Wednesday, February 20, 2008

Education and Economic Mobility

This article from the New York Times is directly related to the discussion that we have been having regarding education.

Higher Education Gap May Slow Economic Mobility

On particular quote from it:

"Mr. Butler said experts were likely to disagree about the reasons and, hence, on policies to improve mobility. Conservative scholars are more apt to fault cultural norms and the breakdown of families while liberals put more emphasis on the changing structure of the economy and the need for government to provide safety nets and aid for poor families."

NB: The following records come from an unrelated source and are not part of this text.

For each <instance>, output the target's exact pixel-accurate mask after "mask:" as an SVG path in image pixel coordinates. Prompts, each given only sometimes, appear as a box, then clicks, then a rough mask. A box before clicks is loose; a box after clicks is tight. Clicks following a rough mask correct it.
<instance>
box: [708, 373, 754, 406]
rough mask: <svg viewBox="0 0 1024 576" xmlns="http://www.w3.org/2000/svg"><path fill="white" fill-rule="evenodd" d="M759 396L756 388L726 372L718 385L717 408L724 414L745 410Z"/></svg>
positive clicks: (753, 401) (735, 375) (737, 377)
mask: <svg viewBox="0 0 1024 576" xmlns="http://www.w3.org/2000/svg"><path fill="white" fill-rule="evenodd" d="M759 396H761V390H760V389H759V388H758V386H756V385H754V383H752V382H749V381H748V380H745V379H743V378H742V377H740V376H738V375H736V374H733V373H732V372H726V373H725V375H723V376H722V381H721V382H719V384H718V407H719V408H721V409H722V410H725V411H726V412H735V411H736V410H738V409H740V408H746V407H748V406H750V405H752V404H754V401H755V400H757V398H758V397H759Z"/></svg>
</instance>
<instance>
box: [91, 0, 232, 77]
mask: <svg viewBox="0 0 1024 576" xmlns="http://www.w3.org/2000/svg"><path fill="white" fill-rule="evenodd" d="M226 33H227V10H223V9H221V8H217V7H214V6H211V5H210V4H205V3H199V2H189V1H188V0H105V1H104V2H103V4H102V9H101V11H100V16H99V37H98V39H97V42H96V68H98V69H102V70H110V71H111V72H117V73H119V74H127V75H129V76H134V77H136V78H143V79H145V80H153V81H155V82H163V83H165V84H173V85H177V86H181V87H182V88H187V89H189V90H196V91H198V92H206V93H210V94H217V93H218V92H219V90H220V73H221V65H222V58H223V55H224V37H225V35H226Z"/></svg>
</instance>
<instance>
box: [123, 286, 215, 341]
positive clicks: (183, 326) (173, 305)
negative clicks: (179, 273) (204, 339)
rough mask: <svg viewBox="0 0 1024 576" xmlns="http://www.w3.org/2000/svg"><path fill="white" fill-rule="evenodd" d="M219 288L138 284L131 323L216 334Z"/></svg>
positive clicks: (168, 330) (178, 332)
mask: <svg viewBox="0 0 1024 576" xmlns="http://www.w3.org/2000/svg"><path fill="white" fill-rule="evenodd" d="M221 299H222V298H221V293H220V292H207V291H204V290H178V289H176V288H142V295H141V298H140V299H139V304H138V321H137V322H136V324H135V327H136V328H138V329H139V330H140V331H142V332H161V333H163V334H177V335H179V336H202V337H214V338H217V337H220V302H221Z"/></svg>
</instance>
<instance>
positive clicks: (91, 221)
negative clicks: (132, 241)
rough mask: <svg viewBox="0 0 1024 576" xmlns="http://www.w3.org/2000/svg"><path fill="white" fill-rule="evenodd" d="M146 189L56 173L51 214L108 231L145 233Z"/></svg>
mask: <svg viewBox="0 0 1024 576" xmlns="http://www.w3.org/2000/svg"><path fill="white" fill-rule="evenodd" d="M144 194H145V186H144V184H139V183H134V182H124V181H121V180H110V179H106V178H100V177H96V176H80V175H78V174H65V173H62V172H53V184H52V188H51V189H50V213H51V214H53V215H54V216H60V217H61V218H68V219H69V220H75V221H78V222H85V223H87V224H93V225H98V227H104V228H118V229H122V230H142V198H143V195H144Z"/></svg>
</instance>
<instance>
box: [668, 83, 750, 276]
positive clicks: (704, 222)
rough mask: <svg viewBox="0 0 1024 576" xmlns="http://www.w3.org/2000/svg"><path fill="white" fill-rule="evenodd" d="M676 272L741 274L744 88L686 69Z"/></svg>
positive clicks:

I think we all agree that there are things that need to be fixed -- we just can't agree on how to fix them.


jez said...

E.R. welcome back to the blog world, it has been intellectually anemic without you around. Thanks for the comment on my boy, he is worth the weight, but I still want it gone. :)

E. R. Dunhill said...

I'll preface by admitting that I've only had time to skim the article you reference.
I think your statement is dead-on. Unfortunately, I think those of us who would like to solve these problems are fighting against solutions. In addition to the differences in the way we perceive root causes of the problem, I fear that political interests are more interested in getting the credit for solving problems (or using blame as a weapon) than in actually solving them.
In this same vein, the piece Prog offered a few days ago advocated that the two large parties accept effective elements of one anothers' solutions. Voters need to hold elected officials accountable to this.
You've also suggested that the solution may require a government upheaval. I think this is already hitting civil service and is about to accelerate. The federal government (as is true of government at other levels) is tipped toward people late in their careers. As people retire in droves, there will be opportunities to introduce new thinking into the government. Again, voters must educate themselves and press elected officials to take advantage of this opportunity, rather than simply passing the torch.

E. R. Dunhill said...

It's good to be back. There are some very insightful people on this project, who have been kind enough to share the by-line. As with The Influence Machine, please feel welcome to comment on anything that moves you to do so.

Jessie O said...

Thank you, ER. It means a lot! And now I have a new blog to add to my roll...

Sue said...

I recommend the most recent detailed research on social mobility (or the lack there of) in the U.S., recently released by the Pew Charitable Trusts. There are three reports, one focuses on social class, one on race, and one on gender and links to all three can be found at the link above.